ExpandString() is not safer at all... It still does expression expansion, which means in your example, specifically, everything in C:\ still gets deleted! Did you mean to indicate that even with ExpandString() arbitrary code will also be executed?$ExecutionContext.InvokeCommand.ExpandString($template) results in an equally bad day!)
I've found this solution:
$something = "World"
$template = Get-Content template.txt
$expanded = Invoke-Expression "`"$template`""
$expanded
Since I really don't like the idea of One More Thing To Remember - in this case, remembering that PS will evaluate variables and run any commands included in the template - I found another way to do this.

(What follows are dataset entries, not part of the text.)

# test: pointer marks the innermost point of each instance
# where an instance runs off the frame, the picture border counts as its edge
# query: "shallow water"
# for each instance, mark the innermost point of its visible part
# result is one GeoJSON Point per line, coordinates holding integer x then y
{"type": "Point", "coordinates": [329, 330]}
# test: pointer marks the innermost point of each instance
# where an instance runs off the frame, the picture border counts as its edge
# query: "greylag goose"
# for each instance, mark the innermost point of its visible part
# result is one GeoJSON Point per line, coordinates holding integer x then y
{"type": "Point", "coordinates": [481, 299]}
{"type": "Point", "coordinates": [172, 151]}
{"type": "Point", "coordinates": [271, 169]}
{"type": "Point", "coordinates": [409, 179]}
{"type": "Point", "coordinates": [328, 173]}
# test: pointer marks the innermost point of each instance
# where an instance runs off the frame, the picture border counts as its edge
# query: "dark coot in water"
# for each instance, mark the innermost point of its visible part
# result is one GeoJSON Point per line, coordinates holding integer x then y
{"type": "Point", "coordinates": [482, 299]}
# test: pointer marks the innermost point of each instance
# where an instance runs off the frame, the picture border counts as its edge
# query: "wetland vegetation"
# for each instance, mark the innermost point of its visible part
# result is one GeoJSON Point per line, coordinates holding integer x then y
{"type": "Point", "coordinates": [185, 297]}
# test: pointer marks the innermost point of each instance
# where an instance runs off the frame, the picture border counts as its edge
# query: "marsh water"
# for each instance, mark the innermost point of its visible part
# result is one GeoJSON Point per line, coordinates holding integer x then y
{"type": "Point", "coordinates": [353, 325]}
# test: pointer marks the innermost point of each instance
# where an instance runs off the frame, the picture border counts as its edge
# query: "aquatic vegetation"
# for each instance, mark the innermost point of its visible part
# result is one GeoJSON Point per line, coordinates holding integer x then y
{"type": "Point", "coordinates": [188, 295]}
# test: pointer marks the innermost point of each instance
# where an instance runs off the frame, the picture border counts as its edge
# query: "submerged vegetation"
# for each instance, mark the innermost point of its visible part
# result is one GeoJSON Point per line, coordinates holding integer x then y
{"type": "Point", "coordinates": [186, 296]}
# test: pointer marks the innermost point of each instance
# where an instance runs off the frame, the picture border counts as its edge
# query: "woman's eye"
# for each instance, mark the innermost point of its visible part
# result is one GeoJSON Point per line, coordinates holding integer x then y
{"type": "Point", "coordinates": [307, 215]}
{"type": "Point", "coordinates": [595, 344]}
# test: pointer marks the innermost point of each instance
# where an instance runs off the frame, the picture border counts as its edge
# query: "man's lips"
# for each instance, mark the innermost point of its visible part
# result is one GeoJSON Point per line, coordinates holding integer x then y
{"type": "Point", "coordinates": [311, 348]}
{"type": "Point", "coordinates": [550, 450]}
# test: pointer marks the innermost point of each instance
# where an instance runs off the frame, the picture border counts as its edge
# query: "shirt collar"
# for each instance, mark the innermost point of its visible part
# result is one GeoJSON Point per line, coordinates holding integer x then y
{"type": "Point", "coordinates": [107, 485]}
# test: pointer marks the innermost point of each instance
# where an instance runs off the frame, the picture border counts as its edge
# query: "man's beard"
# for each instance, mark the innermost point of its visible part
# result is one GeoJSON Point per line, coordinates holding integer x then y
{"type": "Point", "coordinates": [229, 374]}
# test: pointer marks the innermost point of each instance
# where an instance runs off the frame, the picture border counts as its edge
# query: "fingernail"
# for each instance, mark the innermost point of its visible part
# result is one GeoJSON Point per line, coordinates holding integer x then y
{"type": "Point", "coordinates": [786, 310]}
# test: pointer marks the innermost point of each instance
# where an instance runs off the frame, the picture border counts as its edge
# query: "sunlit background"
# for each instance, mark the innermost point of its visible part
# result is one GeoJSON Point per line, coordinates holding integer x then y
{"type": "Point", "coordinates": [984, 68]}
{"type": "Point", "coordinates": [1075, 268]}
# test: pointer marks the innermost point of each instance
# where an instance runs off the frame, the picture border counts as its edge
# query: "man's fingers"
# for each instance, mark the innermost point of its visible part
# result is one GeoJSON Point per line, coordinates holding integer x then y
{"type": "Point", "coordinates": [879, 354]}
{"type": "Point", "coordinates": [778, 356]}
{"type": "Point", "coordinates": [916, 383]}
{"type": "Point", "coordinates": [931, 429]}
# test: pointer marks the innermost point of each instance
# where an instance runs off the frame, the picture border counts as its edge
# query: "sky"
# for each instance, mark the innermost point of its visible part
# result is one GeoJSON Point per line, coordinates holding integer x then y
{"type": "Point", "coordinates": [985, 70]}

Instead of variables in template file, make up your own tokens - if you're not processing HTML, you can use e.g. <variable>, like so:
Hello <something>
Basically use any token that will be unique.
Then in your PS script, use:
$something = "World"
$template = Get-Content template.txt -Raw
# replace <something> in template file with current value
# of variable in script -> get Hello World
$template=$template.Replace("<something>",$something)
It's more cumbersome than straight-up InvokeCommand, but it's clearer than setting up limited execution environment just to avoid a security risk when processing simple template. YMMV depending on requirements :-)
Here it is my take on the task. It makes use Invoke-Expression, like @PaoloTedesco's answer, but uses string interpolation in multi-line strings and also don't trim newlines in the output. The script assumes Version.cs.in is the template file, that should be expanded to Version.cs:
$VERSION="1.0.0"
$versioncs = Get-Content -Path "Version.cs.in"
$versioncs = $versioncs | %{ Invoke-Expression "`@`"`n$_`n`"`@" }
Set-Content -Path "Version.cs" -value $versioncs
I fed it with the following template:
using System.Reflection;
[assembly: AssemblyVersion("$($VERSION)")]
And I correctly get:
using System.Reflection;
[assembly: AssemblyVersion("1.0.0")]
[System.Environment]::ExpandEnvironmentVariables()instead. Any safe solution using powershell variables would be very interesting!